Goldman Sachs remains committed to target net-zero financed emissions by 2050 and is making good progress towards the goal it outlined to a year ago, chairman and CEO David Salomon said in a blog last week.
The company’s sustainable finance expenditure in the past year was $156 billion, Solomon said, including $93 billion dedicated to the climate transition. This represents more than a fifth of the $750 billion Goldman Sachs pledged to spend by 2030 in financing, investing and advisory activity to nine areas focused on sustainability and climate.
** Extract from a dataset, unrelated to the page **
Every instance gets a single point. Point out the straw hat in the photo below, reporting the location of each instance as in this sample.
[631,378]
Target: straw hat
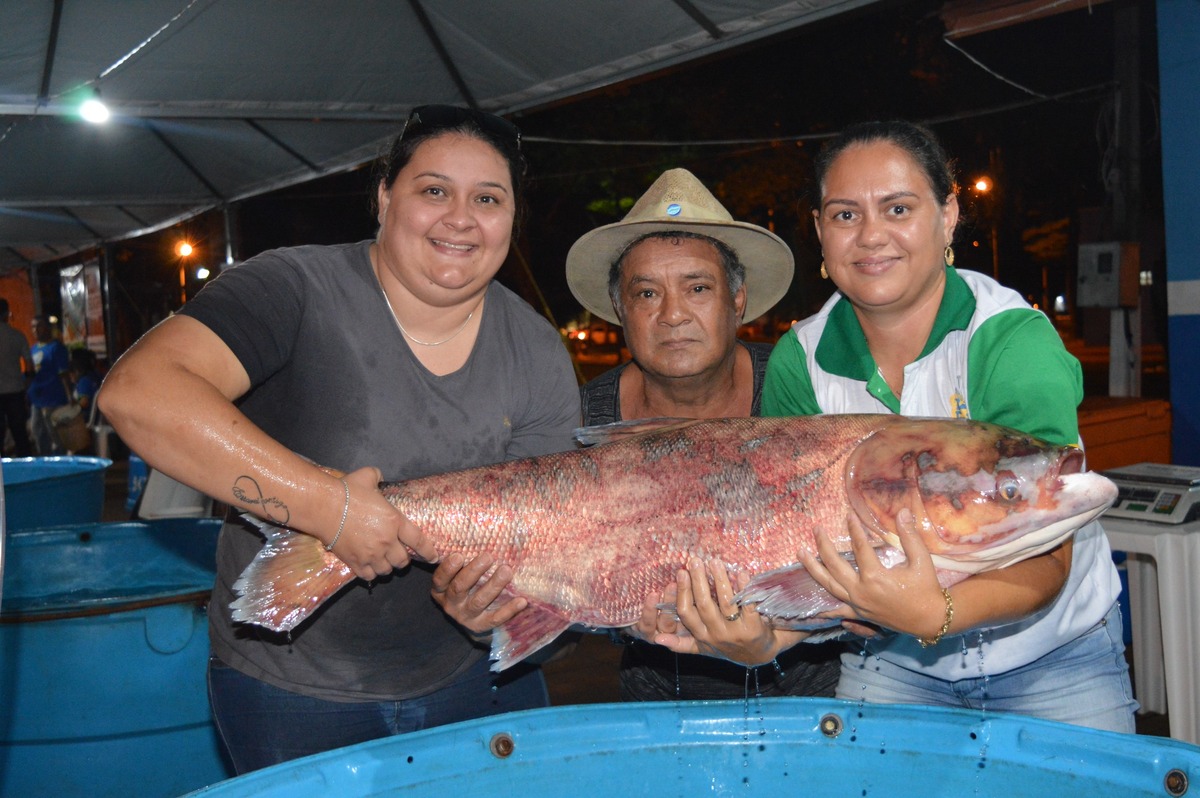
[679,202]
Solomon said the bank has been asking clients to disclose their climate data in line with the recommendations of the Sustainability Accounting Standards Board (SASB) and the Taskforce on Climate-related Financial Disclosure (TCFD), to help them set ambitious targets. Goldman Sachs disclosed its own emissions under these frameworks for the first time last year.
Solomon said his company had “incorporated a low-carbon tilt into all of our active quantitative equity funds”, helping clients to manage their exposure to climate transition risk. He pointed to the contribution Goldman Sachs made to renewable energy through the Renewable Power Group, active in the US, and India’s ReNew Power.
Goldman Sachs issued its first-ever sustainability bond last month and will announce interim, sector-specific climate targets before the end of the year.
Earlier this month, Goldman Sachs Asset Management appointed Margaret Chinwe Anadu as global head of sustainability and impact.